Digital Foundry Article Technical Discussion [2024]

Status
Not open for further replies.
1:50:13 Supporter Q4: Could developers run a game’s logic at high rates to improve responsiveness, while keeping frame-rate untouched?
Just to add some detail to the DF answer, the question is a perfect example of where folks get confused between "latency/responsiveness" and throughput ("frame rate" here).

The latency or "responsiveness" of a game is purely the end to end time between making an input to seeing (or hearing/experiencing in any way, but generally seeing in this context) the output. Decoupling the game logic/input/simulation from rendering is indeed very common, but it is not done primarily for latency reasons. Indeed having it too decoupled adds a bit of complexity to various late latched input sampling techniques (ex. NVIDIA reflex or equivalent). The primary purpose in running these simulations at higher rates is usually physics stability, especially in the case of things like racing games where high speeds mean you are at a great risk of undersampling important effects and interactions if you run the simulation too infrequently.

Knowing a game's (stable) frame rate gives a lower bound on latency (i.e. if it takes this long to draw, the end to end latency has to be at least that), but it gives no upper bound as the other contributors could be arbitrarily long. Thus while reducing the time to draw a frame will generally reduce the end to end latency as increase the frame rate, thinking of the two as the same will lead to confusion like in the the question.

tldr: this is yet another example where frame rates are confusing; thinking about frame times is correct here.
 
This finally puts to rest a lot of partisan nonsense about how PS5 eschewed wide shader arrays because Cerny smart, how PS5 eschewed VRS because Cerny smart, that PS5 didn't support int4 and int8 because Cerny smart, that PS5 has a special Geometry Engine that's super custom unique (designed by Cerny, he smart).

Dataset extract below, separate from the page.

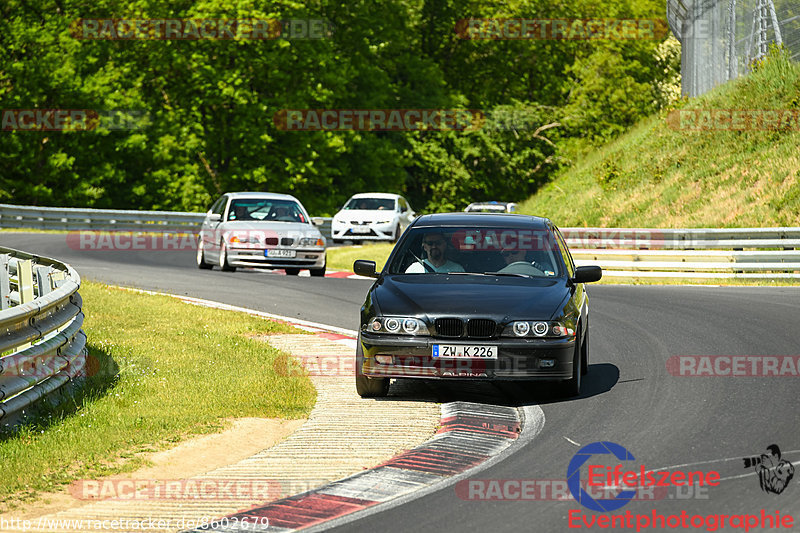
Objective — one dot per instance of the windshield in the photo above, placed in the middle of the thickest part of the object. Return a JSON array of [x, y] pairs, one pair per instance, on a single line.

Cerny is very smart, but PS5 is the way it is because that was the best Sony could do at the time. Now that they have access to tier 2 VRS, full Mesh Shader equivalence, AI acceleration instructions etc they've got it all. They probably have Sampler Feedback too. And now that the best way to push compute further is to go wider and - if anything - a little slower on balance they are doing that too.

There's a reason that the PS5 Pro is looking similar to the Series X at a high level - it's because they're both derived from the same line of technology, and they both face the same pressures on die area and power, and they both have very smart people deciding what to do with what's available.

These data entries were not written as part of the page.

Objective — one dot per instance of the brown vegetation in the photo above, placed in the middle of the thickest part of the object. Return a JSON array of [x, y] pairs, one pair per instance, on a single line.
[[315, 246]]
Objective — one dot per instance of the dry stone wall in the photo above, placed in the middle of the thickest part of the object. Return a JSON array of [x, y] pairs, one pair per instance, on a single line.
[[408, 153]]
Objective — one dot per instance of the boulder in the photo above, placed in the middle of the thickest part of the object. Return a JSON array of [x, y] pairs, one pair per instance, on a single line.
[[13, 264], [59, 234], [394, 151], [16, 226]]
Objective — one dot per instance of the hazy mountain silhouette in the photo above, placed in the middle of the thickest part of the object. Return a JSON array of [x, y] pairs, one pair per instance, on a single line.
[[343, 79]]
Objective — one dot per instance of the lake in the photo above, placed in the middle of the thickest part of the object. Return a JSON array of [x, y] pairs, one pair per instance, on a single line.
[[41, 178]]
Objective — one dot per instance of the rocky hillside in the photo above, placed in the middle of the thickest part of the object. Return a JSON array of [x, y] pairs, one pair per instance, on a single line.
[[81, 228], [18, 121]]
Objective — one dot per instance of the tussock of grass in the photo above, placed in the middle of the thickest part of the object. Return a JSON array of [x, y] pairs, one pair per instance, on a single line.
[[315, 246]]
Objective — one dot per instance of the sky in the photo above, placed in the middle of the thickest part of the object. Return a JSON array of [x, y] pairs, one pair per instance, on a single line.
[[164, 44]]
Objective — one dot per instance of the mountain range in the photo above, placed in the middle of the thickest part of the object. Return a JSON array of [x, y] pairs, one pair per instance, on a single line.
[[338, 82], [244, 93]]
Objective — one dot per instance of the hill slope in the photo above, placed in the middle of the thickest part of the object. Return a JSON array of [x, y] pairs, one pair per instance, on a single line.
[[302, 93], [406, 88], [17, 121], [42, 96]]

Bit of a bummer that PS5 Pro doesn't have any Infinity Cache, but understandable given that it eats up die area. Being 2 ~ 3x faster at RT in the absence of any IC is cool though, and makes me quietly optimistic for RDNA4 and any possible AMD based handheld console.

@Dictator do you know how many ROPs the PS5 Pro has? Is it still 64?
 
This finally puts to rest a lot of partisan nonsense about how PS5 eschewed wide shader arrays because Cerny smart, how PS5 eschewed VRS because Cerny smart, that PS5 didn't support int4 and int8 because Cerny smart, that PS5 has a special Geometry Engine that's super custom unique (designed by Cerny, he smart).

Cerny is very smart, but PS5 is the way it is because that was the best Sony could do at the time. Now that they have access to tier 2 VRS, full Mesh Shader equivalence, AI acceleration instructions etc they've got it all. They probably have Sampler Feedback too. And now that the best way to push compute further is to go wider and - if anything - a little slower on balance they are doing that too.

There's a reason that the PS5 Pro is looking similar to the Series X at a high level - it's because they're both derived from the same line of technology, and they both face the same pressures on die area and power, and they both have very smart people deciding what to do with what's available.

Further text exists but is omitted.